An interesting feature is associated with atrial fibrillation. A high body mass index is a risk factor, but atrial fibrillation does not distinguish whether the mass consists of fat or muscle. What is essential is the total amount of blood flow required in the body. The more weight there is relative to one’s height, the harder the heart must work.

In middle age, moderation is also worth remembering in endurance sports. Weekly high-energy endurance sports — and we are now talking about amounts that a regular fitness enthusiast cannot not reach — increase the daily blood flow so much that it increases the risk of atrial fibrillation considerably.

Investments in the development of professional research

In the prevention of sudden cardiac deaths, Hernesniemi emphasises the importance of the regular electrocardiogram (ECG), which can be a very effective tool for finding risks if a lot of data can be gathered. And especially if more than human observations can be used to aid the screening. As an important leap forward, he mentions Lauri Holmström’s research at the University of Oulu, which utilised machine learning in connection with analysing patients’ ECGs.

“Over time, the ECG may change in ways that are not detected at the time of measurement. Holmström’s research demonstrated that if you compare the latest ECGs of patients who have died of a heart attack with the ECGs of a control group, there are many differences. That is also very a promising result for our research,” Hernesniemi points out.

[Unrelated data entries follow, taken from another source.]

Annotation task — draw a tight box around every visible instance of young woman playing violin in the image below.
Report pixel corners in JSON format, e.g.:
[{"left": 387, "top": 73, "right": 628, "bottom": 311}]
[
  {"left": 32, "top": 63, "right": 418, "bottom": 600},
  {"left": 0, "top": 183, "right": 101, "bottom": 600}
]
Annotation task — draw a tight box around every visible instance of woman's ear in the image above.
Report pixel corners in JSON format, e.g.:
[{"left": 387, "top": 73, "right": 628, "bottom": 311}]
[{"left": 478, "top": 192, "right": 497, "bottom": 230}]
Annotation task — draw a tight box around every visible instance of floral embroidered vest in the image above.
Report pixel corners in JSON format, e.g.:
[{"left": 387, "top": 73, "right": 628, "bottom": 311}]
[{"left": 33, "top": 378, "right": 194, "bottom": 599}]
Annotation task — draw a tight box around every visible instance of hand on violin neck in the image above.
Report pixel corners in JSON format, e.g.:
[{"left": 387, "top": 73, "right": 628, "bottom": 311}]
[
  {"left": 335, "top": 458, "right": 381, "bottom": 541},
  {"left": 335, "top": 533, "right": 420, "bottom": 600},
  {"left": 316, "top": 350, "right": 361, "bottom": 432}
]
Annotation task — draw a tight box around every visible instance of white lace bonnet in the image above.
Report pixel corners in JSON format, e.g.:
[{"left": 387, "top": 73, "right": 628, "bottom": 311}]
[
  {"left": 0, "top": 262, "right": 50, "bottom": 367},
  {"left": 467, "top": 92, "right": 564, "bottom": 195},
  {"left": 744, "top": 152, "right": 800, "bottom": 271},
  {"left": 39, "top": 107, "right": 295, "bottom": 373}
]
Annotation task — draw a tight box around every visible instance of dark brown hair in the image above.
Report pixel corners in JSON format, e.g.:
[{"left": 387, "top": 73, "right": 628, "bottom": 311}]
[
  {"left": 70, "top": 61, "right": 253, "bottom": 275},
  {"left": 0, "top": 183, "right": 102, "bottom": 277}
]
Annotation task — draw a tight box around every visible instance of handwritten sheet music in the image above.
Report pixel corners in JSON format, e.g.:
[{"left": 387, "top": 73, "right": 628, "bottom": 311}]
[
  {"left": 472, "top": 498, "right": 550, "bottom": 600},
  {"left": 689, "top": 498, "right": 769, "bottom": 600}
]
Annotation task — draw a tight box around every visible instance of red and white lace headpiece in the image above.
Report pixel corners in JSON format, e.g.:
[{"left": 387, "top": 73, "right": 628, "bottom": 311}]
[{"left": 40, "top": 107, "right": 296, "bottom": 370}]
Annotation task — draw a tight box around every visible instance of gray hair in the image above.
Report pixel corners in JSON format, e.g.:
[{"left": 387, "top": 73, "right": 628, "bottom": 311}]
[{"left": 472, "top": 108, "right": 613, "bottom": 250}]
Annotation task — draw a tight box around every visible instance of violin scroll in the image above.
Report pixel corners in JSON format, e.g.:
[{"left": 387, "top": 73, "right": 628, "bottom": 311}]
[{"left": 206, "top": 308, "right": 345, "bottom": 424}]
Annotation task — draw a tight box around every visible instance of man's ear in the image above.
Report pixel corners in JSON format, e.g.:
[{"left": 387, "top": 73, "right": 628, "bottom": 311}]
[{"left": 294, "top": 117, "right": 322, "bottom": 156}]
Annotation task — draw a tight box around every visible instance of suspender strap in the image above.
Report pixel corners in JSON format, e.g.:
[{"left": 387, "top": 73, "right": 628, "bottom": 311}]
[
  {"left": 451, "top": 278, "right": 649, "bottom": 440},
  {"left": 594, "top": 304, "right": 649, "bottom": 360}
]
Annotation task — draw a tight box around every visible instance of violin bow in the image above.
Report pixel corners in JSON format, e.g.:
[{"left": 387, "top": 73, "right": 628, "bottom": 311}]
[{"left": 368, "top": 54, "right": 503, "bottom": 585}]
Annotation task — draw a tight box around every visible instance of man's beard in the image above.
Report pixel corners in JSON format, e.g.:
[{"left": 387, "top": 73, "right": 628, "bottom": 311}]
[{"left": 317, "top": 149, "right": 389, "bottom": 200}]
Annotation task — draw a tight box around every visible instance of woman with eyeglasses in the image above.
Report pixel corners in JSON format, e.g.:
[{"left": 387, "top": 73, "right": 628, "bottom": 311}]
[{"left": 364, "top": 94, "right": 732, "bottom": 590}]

Hernesniemi is currently doing research with Esa Räsänen, Antti Vehkaoja and Mark van Gils utilising a large cohort data of the ECGs of coronary artery disease patients. It enables conducting a corresponding screening study — and because of the high quality of the data, the results may be even better. They should become available in autumn 2024.

Despite promising projects and successes Hernesniemi says that Finland lags behind in cardiological research. One of the obstacles is the recent legislation on the secondary use of social and health data and its strict interpretation.

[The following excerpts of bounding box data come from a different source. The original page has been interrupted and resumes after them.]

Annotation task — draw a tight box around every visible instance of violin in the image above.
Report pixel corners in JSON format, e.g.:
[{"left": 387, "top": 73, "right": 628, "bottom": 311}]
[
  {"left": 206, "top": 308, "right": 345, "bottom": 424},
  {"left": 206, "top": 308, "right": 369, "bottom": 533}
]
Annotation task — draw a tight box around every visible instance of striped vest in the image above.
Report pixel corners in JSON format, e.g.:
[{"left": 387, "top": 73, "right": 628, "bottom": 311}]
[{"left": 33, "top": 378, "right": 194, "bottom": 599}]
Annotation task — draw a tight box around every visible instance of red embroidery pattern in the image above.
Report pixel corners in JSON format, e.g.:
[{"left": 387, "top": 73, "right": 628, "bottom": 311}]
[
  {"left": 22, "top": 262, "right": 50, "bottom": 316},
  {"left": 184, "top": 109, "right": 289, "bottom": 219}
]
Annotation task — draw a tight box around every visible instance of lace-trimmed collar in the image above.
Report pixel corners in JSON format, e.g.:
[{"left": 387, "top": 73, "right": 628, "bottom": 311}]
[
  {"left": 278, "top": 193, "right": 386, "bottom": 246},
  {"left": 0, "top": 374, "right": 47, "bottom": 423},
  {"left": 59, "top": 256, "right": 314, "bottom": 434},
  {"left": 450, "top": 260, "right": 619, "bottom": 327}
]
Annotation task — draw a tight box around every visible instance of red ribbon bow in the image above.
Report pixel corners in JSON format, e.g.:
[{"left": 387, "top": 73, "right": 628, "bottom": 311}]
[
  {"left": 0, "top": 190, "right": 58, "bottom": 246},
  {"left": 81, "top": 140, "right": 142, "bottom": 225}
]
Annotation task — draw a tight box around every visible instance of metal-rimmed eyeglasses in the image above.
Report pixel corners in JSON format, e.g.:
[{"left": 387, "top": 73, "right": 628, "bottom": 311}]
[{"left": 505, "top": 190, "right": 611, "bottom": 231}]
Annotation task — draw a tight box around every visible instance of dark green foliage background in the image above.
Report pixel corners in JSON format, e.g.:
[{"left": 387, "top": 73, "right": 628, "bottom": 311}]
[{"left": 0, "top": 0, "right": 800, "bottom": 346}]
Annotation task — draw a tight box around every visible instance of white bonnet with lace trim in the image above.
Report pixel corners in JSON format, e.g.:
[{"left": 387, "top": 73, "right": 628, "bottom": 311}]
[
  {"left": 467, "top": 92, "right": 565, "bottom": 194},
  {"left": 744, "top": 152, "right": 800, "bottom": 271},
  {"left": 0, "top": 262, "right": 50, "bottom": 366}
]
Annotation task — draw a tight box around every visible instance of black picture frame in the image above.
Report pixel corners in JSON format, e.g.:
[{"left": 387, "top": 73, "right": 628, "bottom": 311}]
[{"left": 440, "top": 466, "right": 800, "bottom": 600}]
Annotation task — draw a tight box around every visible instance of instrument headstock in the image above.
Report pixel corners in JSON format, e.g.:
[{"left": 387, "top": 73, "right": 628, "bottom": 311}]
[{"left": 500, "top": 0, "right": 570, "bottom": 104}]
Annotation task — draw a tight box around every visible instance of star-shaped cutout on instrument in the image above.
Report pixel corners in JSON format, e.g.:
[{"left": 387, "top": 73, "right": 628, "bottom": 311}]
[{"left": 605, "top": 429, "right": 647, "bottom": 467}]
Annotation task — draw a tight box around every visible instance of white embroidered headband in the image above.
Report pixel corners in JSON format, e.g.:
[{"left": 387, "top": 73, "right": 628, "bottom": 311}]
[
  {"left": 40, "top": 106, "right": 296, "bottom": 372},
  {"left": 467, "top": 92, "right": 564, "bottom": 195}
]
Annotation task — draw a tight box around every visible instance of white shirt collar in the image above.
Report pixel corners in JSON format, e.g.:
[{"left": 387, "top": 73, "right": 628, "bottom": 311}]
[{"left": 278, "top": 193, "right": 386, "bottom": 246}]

“Legislation has been enacted to protect people’s trust and rights and freedoms when their personal data is processed for secondary purposes, such as research. In practice, the act and its extremely strict interpretations add an absurd amount of bureaucracy, create costs and, at worst, hinder research. It paralyses rapid development,” Hernesniemi says.

Further tensions are caused by, for example, the fact that drug development is so expensive that only large multinational companies can do it.

“Vaccine development is a rare example of drug development that can still be driven by academics. In cardiovascular diseases, often the most we can see is whether the old tricks also work in new indications,” Hernesniemi point out.

In fact, he would like university funding models to be overhauled to support professional research activities better instead of emphasising publication and dissertation numbers.

Jussi Hernesniemi

  • Completed both the Licentiate of Medicine and Doctor of Medical Science degrees at Tampere University in 2010.
  • Tampere University awarded him the title of Docent in 2015.
  • Completed his medical specialist degree in cardiology in 2017.
  • Received the Soisalo Prize from the Finnish Foundation for Cardiovascular Research in 2020.
  • Tampere University appointed him Professor of Cardiology in 2022.